When it comes to group interviews, it’s the quality, rather than the quantity of what you say that matters. If you can chime in relatively consistently with well thought out points, this is going to serve you far better than talking for the sake of talking. That said, it’s good to be the first person to answer a couple of questions, if the interviewer just throws them out for anyone to answer. The last thing you want is for the interviewer to feel they need to coax answers out of you because you aren’t contributing voluntarily.
You also want to show that you’re a good listener, as this is a core soft skill. So, when other people are talking, don’t only concentrate on what your next contribution will be, or even worse drift off into space, but listen to what they’re saying. You can show you’re doing this by nodding along where you agree (although, make sure to keep this natural) and looking at the person who’s speaking, rather than staring out of the window.
5. Don’t put other people down
As you’re in direct competition with the others in the room, you might be tempted to jump in and knock statements they make that you disagree with.
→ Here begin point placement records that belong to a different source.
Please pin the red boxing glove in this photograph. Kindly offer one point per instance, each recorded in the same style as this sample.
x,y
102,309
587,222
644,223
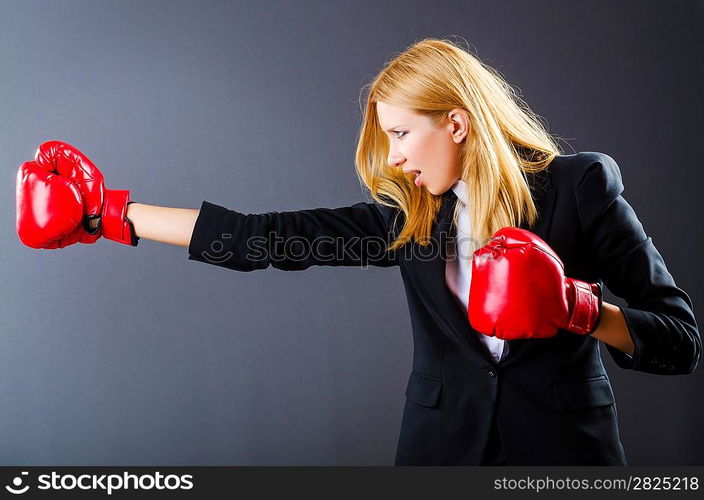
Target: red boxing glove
x,y
104,210
519,290
49,209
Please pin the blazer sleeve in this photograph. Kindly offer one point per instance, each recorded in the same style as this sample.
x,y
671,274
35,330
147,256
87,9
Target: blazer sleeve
x,y
659,315
356,235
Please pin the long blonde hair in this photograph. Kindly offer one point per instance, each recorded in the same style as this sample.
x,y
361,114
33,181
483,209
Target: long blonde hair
x,y
506,139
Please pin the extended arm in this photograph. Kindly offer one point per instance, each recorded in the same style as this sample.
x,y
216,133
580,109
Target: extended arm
x,y
163,224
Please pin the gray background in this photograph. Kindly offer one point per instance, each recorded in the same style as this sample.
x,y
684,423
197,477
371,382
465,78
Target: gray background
x,y
118,355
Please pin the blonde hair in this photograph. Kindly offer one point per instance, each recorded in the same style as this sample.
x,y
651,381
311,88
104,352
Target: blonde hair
x,y
506,139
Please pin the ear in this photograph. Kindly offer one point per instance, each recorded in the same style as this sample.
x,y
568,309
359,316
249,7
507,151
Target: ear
x,y
458,124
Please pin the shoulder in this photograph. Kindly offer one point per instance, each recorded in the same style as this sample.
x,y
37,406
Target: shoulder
x,y
588,171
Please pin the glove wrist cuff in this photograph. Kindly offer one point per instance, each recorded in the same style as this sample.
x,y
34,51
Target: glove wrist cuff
x,y
586,301
116,225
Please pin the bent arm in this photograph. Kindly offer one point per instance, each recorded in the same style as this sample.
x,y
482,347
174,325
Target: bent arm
x,y
163,224
613,330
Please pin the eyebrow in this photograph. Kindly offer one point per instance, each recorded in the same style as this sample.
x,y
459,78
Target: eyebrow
x,y
391,129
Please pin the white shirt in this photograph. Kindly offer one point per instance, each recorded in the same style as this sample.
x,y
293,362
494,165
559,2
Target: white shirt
x,y
458,271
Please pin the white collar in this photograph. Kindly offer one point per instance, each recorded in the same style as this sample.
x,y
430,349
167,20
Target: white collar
x,y
460,189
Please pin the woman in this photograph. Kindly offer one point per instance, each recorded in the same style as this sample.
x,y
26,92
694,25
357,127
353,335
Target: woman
x,y
506,368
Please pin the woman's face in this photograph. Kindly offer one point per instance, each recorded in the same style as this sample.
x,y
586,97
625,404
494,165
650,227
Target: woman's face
x,y
417,144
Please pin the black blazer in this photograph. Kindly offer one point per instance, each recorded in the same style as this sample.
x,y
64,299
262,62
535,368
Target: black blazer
x,y
550,399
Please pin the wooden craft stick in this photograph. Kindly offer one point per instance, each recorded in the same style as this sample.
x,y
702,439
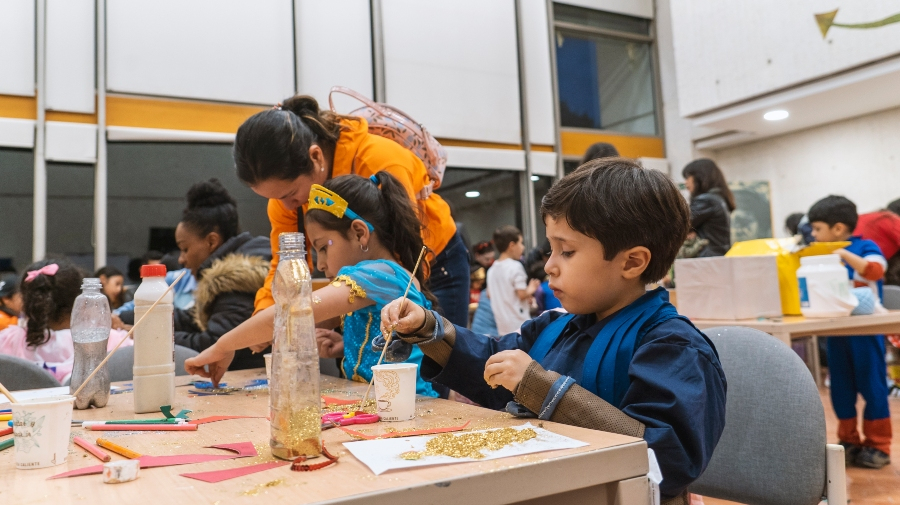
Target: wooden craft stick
x,y
130,332
118,449
97,453
387,338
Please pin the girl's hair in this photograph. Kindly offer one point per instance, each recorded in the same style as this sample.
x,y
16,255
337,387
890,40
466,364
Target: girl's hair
x,y
707,176
211,209
49,298
109,272
386,206
274,144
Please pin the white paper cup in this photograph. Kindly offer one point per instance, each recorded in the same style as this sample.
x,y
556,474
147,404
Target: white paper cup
x,y
41,429
395,391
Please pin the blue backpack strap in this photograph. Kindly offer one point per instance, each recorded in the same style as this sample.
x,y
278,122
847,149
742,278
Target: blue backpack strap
x,y
548,337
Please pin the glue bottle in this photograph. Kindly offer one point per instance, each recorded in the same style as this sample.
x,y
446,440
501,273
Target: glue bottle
x,y
154,342
294,402
91,323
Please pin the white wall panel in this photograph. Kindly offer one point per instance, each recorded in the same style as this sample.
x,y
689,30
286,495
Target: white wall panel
x,y
452,65
228,50
727,52
70,55
17,47
324,60
72,142
538,76
17,133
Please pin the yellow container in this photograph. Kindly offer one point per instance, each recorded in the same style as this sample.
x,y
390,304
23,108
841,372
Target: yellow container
x,y
787,256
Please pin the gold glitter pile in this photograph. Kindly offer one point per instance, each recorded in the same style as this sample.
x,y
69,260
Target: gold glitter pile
x,y
470,445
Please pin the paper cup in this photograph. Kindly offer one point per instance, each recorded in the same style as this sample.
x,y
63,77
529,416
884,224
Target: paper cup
x,y
395,391
268,358
41,429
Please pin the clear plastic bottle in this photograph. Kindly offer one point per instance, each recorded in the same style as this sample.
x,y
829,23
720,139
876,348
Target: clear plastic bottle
x,y
91,323
294,401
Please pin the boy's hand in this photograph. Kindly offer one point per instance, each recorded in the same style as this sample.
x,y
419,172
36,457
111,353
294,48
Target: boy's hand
x,y
217,361
407,321
506,369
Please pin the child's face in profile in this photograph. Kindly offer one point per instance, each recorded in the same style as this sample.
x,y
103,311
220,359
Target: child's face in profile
x,y
585,282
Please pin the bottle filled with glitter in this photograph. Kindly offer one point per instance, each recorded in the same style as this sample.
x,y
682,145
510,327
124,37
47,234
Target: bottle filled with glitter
x,y
294,402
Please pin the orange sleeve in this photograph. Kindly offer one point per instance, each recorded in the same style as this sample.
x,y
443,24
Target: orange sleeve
x,y
282,220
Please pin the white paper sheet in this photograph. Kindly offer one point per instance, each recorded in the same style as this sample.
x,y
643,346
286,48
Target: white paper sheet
x,y
383,455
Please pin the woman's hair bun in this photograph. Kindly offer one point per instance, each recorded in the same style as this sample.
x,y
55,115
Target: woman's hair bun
x,y
209,193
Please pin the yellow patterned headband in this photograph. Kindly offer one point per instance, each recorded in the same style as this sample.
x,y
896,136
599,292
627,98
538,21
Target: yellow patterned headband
x,y
329,201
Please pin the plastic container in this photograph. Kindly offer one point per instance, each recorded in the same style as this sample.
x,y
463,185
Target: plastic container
x,y
824,287
294,401
154,343
91,323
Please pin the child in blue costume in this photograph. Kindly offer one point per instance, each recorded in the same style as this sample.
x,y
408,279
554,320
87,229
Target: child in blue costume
x,y
366,236
622,360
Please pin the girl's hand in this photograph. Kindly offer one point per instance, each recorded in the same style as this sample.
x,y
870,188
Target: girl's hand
x,y
330,343
217,361
506,368
407,321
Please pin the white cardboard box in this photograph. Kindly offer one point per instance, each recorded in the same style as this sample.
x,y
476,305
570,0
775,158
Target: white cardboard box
x,y
743,287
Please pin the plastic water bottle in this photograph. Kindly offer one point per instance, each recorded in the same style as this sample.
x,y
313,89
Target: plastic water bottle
x,y
294,402
91,323
154,343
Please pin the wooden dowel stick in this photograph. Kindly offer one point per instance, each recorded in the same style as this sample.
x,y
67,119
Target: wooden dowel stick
x,y
387,339
116,348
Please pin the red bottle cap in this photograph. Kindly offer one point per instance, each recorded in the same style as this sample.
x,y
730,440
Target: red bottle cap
x,y
153,271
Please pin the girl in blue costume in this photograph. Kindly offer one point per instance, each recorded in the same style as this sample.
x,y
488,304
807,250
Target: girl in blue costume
x,y
366,237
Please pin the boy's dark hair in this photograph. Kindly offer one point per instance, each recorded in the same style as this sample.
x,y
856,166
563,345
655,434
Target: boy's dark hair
x,y
506,235
833,210
49,298
622,205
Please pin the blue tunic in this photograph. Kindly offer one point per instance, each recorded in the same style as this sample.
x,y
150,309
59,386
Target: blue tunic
x,y
676,384
382,282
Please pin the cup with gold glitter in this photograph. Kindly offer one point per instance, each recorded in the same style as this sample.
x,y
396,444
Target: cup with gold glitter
x,y
395,391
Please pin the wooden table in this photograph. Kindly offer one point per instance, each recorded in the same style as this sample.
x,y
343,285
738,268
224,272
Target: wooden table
x,y
611,470
790,328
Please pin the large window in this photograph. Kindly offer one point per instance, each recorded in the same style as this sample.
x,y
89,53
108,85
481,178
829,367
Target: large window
x,y
605,71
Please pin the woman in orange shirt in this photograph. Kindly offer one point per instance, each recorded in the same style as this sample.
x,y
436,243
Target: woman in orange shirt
x,y
281,153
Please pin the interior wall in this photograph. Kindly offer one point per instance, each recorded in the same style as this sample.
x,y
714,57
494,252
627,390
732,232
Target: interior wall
x,y
858,158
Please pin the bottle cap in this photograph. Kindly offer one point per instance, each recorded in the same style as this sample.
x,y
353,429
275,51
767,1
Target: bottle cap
x,y
153,271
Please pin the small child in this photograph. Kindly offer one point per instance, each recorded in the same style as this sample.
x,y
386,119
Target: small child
x,y
857,364
49,289
10,301
622,360
510,290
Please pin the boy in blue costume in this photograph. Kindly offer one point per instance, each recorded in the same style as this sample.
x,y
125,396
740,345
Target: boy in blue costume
x,y
622,360
857,364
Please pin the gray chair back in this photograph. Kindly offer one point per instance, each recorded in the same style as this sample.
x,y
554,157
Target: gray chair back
x,y
891,297
772,451
18,374
121,365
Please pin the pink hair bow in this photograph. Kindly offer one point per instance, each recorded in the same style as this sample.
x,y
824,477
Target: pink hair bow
x,y
50,269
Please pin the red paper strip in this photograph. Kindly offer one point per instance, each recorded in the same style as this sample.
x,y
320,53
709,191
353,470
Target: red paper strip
x,y
143,427
213,419
231,473
242,450
398,434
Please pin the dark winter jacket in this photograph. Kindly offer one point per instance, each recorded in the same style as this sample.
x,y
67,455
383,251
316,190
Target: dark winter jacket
x,y
711,220
226,287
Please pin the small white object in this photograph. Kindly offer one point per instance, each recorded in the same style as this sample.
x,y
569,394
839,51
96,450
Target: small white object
x,y
395,391
825,287
41,429
116,472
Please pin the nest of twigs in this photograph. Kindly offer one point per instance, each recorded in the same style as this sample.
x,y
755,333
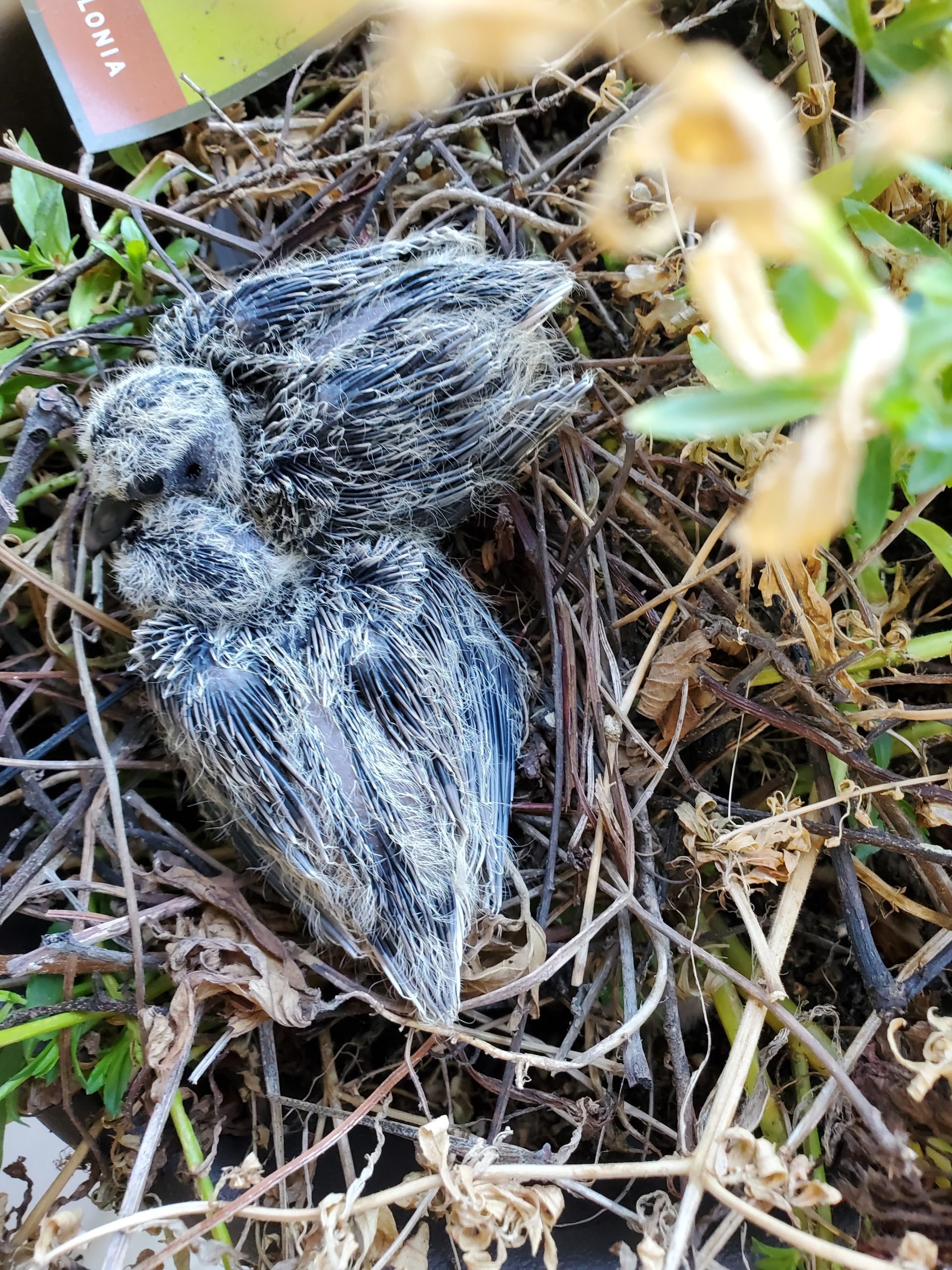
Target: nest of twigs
x,y
679,1014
Generally speaking, this is a bad idea. If someone says something that’s genuinely poorly informed or wrong, the best thing to do is let that hang there for the interviewer to pick up on. If you use this moment to laud your knowledge over them, this is firstly uncool and makes you look bad, but also distracts the interviewer from the mistake your competitor has made.
By contrast, if someone says something that you really agree with, and if you have something worthwhile to add, don’t be afraid to jump in on the back of their statement. We don’t mean find the most intelligent person in the room and just continually say “I agree with Kev” whenever they speak, but being supportive of the others shows that you’re listening, and that you value other peoples’ opinions.
6. Ask great questions
One of the ways to stand out in a group interview is to ask intelligent questions yourself. There will typically be an opportunity to do this at the end of the interview, but the interviewer may say they’re happy to take questions throughout.
If the interviewer asks if anyone has any questions, we’d advise trying to get yours in early. In a group interview, there’s always the chance that someone else will ask the ones you’ve prepared before you do, so make sure you beat them to it.